Oh wow, I want to hear more about that. I love flakes, but I've known they are controversial, and never really heard why.
You love flakes... keep using them!
The rest is politics.
> The thing is, I'm not actually sure if Guix's better documentation helps smooth the onboarding in any way because you have to already know Scheme, which is a more complex language than Nix.
LMAO absolutely not. Nix-the-language is the worst programming language I've ever had the misfortune to interact with. I picked up Scheme in about 1 day during a class in college. It's night-and-day different.
Nix-the-language is just a subset of Javascript with built-in laziness and a slightly different syntax. An absolute bog-standard and mainstream way of thinking about programs in 2025.
That said, Nix-the-language also suffers from all the same birth defects that manifest themselves in frontend development.
That must be it. The GP's comment really resonated with me, in that learning scheme felt like no task at all whereas I STILL feel uncomfortable with the nix programming language and ecosystem despite using nixOS exclusively on my personal laptop for two years and on my work machine for about half a year now. I've always fumbled over frontend / javascript development though, and avoid it as much as I can at work although I still end up working in it every year or so.
Nix only won out for me because of the mac compatibility, without which I can't really use it at work
I feel the same.
The multi-line strings and string interpolation are both really nice. Unfortunately a lot of the text being munged is bash and usually already ugly, so the result is double-ugly.
The functional aspects are okay. However, as an expression language and being primarily used in a declarative way, it is frequent to have almost no idea what's going on in Nix. Reading the code and understanding the evaluation are extremely far apart.
callPackage... It's something I thought would be cool in a language until I actually experienced the depth of disorientation it can cause.
The remaining syntax has a lot of "but why?" where it just seems to do its own thing relative to other languages, which makes it harder to get into a rhythm.
Some of the subject matter is the real culprit. The cross compiling sliding window thing... I've studied it several times. If I had to actually do something with it, straight to the LLM. Compilers have targets.
Comando gomsss456 scqd game
idlip•3d ago
We see bias with most discussions.
Only cons with Guix I see is, lack of infrastructure and less volunteers to work on guix eco-system. If its solved, I can imagine guix can improve exponentially.
kwk1•3h ago
tempfile•3h ago
kyoji•3h ago
tadfisher•2h ago
opan•1h ago
If you forgo the built-in WiFi, the ThinkPad T440p (Haswell) works fine without any blobs (speaking from experience). I think all newer gens need iGPU blobs, sadly, but I wanted to point out a viable middle ground between modern Nvidia gamerware setups and Librebooted X200s that can barely browse the web.
kwk1•2h ago
Edit: Just to provide a measurement, on my Framework 13 with AMD Ryzen 5 7640U, a `guix pull` which pulled in 1 nonguix commit and 64 guix commits took 2m10s, and a subsequent no-op `guix pull` took 1m18s.
nbf_1995•2h ago
> My goal was to take my Unchartevice laptop with its strange Zhaoxin x86_64-compatible CPU...
> Sure, this is a laptop with a CPU broadly equivalent to old Intel Atom CPUs...
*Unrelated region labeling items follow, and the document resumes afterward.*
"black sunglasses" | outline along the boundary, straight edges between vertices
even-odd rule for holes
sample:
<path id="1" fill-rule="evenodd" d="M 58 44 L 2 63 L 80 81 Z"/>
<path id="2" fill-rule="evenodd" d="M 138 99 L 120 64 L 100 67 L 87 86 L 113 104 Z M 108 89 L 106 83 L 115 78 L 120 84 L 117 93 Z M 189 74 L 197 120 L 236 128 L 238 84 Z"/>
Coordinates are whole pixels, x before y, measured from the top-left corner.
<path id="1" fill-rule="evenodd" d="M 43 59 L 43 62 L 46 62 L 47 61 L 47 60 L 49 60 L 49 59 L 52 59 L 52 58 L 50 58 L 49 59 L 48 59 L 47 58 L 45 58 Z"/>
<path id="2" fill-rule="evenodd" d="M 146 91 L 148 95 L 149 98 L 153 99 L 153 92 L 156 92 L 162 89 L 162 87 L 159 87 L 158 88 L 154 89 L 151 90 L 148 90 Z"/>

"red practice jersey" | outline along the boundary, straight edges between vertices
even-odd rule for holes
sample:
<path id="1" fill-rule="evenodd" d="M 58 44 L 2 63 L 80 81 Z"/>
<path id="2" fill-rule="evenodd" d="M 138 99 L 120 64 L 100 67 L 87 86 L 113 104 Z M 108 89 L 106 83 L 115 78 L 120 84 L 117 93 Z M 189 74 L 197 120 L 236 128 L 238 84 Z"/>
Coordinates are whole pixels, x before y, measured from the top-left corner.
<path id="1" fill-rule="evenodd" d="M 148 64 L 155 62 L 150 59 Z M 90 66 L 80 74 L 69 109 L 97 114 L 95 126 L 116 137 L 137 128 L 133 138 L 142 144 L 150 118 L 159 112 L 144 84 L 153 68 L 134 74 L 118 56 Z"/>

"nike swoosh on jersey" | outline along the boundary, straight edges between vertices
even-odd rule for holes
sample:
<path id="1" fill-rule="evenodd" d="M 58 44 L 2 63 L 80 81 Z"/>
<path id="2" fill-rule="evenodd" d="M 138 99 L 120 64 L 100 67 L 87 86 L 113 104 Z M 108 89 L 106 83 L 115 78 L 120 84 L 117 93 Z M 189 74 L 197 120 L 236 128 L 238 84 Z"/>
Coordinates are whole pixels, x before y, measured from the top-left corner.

Yes, guix pull is slow, but the author is using some old/exotic hardware. The last time I tried guix on a 5th gen dual core i5, the initial pull was not that slow. And as other commenters have pointed out. The first pull is the slowest by far.
positron26•2h ago
Nix is pathologically recursive, lazy, and uses fixed points, things that are very apt to changing something that cascades through a bunch of dependents. Nix's runtime is not magic. Guile should be able to expose a language and evaluate it in a similar way.
For my part, I've not opted into Guix because it's a GNU project, and I've decided to avoid anything in the FSF sphere of influence. Their orthodoxy turns off contributors and they have a history of taking insular hard-liner approaches that are utopian. Outside of coreutils that are about to be fully subsumed by rewrite-it-in-Rust (which has a community that is not a fan of the GPL), what has had FSF backing and been successful? Linus starts two of the most influential pieces of software in human civilization and RMS wants to name the awards. The pragmatic culture that shifted away from the FSF has I think largely adopted Nix, and it shows. Nix is open for business, available on lots of platforms, has commercial entities built around its success.
kwk1•2h ago
pmarreck•1h ago
bheadmaster•1h ago
GCC is still indispensable. I doubt it will be rewritten in Rust any time soon.
positron26•35m ago
davexunit•1h ago
davexunit•1h ago
msgilligan•1h ago
The article focuses on a comparison between GUIX _system_ and NixOS. It would be interesting to see an equally thoughtful comparison that just focuses on GUIX vs. NIX as package managers used on another Linux distribution (e.g. Debian.)
In this case, GUIX might fare better as you won't have to worry about the complexities introduced by binary blobs needed for boot, etc.